5. Summary and Future Directions

In summary, PTSD is a relatively common and highly debilitating psychiatric disorder affecting approximately 8% of the U.S. population [2]. Potent evidence-based psychosocial interventions are available, and several medications have FDA approval for the treatment of PTSD. While pharmacological treatments have shown some promise, more investigation and advancement in this area is needed. One of the most important concerns with the sole use of pharmacotherapy for PTSD treatment is the evidence that discontinuing treatment can be associated with relapse [81,83,90]. Although relapse is relatively infrequent after one responds to an evidence-based psychotherapy for PTSD [91], a proportion of patients either drop out of therapy prematurely or do not respond to therapy [46,47,54]. It is therefore critical to continue to investigate new strategies to improve upon the available treatments for PTSD.

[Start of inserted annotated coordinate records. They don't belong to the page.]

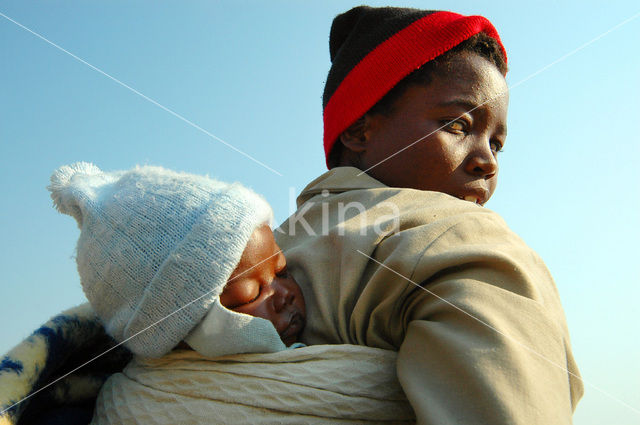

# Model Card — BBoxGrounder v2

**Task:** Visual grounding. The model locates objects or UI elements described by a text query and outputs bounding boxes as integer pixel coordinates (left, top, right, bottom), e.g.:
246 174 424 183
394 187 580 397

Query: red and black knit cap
322 6 507 167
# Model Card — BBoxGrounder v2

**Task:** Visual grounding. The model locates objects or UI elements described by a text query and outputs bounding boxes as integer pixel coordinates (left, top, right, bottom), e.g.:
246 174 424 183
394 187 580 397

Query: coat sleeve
397 217 583 425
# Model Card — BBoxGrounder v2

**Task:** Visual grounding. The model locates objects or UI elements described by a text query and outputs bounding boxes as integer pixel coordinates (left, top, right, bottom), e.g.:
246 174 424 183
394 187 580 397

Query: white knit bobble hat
48 162 273 357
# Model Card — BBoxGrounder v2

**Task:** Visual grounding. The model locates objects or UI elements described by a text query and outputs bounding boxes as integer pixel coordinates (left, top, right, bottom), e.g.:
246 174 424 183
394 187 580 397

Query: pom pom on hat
48 163 272 357
47 162 102 227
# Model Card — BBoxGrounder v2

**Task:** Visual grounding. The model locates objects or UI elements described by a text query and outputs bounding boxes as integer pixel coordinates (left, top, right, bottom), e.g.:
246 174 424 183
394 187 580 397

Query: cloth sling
92 345 415 425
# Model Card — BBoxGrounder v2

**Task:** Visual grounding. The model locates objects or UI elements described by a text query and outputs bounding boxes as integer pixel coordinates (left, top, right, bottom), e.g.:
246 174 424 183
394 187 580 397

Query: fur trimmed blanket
0 303 132 425
0 304 415 425
92 345 415 425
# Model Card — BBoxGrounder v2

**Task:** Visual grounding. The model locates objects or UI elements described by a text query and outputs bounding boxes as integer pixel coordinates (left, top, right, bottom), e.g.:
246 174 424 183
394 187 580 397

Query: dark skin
339 52 509 205
220 225 306 346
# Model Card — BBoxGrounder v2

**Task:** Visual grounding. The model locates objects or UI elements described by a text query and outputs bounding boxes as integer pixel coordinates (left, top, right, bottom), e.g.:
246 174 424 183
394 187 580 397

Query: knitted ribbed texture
322 6 506 166
49 163 272 357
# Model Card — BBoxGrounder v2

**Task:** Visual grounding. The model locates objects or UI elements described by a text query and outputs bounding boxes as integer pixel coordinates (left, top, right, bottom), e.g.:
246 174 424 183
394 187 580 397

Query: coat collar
297 167 387 207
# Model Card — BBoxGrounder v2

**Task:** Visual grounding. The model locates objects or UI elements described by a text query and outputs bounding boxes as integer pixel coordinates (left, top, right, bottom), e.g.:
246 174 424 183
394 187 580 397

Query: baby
49 163 306 357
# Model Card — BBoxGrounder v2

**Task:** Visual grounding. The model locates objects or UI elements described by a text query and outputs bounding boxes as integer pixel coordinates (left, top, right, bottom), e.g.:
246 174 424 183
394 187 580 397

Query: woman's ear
339 114 368 153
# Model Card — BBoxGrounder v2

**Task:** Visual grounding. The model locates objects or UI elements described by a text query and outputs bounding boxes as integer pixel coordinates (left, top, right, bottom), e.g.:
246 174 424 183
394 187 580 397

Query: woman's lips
458 189 489 205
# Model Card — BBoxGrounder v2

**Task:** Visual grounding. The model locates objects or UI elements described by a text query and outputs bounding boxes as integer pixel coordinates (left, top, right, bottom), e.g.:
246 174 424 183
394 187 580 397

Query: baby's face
220 225 306 346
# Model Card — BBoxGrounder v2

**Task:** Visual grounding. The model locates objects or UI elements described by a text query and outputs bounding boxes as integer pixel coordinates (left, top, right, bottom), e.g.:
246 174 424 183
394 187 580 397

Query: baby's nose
273 281 294 313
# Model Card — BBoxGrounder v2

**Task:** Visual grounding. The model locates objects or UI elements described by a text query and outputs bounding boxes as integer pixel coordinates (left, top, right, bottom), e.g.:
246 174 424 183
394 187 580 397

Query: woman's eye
444 120 467 133
276 266 289 277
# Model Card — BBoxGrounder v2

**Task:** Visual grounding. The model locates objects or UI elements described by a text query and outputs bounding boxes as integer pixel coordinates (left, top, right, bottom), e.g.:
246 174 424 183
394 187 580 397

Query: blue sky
0 0 640 425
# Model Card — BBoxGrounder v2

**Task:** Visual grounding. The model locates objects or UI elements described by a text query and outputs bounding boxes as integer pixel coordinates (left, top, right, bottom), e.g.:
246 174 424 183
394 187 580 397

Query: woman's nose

One novel line of research has investigated the potential to enhance mechanisms of learning during cognitive behavioral therapies (such as those used for PTSD) by administering medications that could facilitate fear extinction, for example, d-cycloserine, yohimbine, methylene blue, MDMA, and oxytocin [93,94]. However, pharmacological augmentation of learning mechanisms is still in its infancy and will require much further exploration before these strategies can be recommended as standard treatment techniques for PTSD. Another line of cutting edge research involves priming the trauma memory through a reminder, and then preventing reconsolidation of the primed memory through pharmacological blockade [95]. Although some evidence suggests that this technique reduces emotional reactivity to the trauma memory [95], findings in this newer area of research are very preliminary and somewhat conflicted [39]. Innovative treatments outside the realms of psychotherapy and pharmacotherapy, such as neuronal feedback and brain stimulation techniques [96], are also being explored and may help reduce PTSD symptoms, particularly in treatment-resistant patients.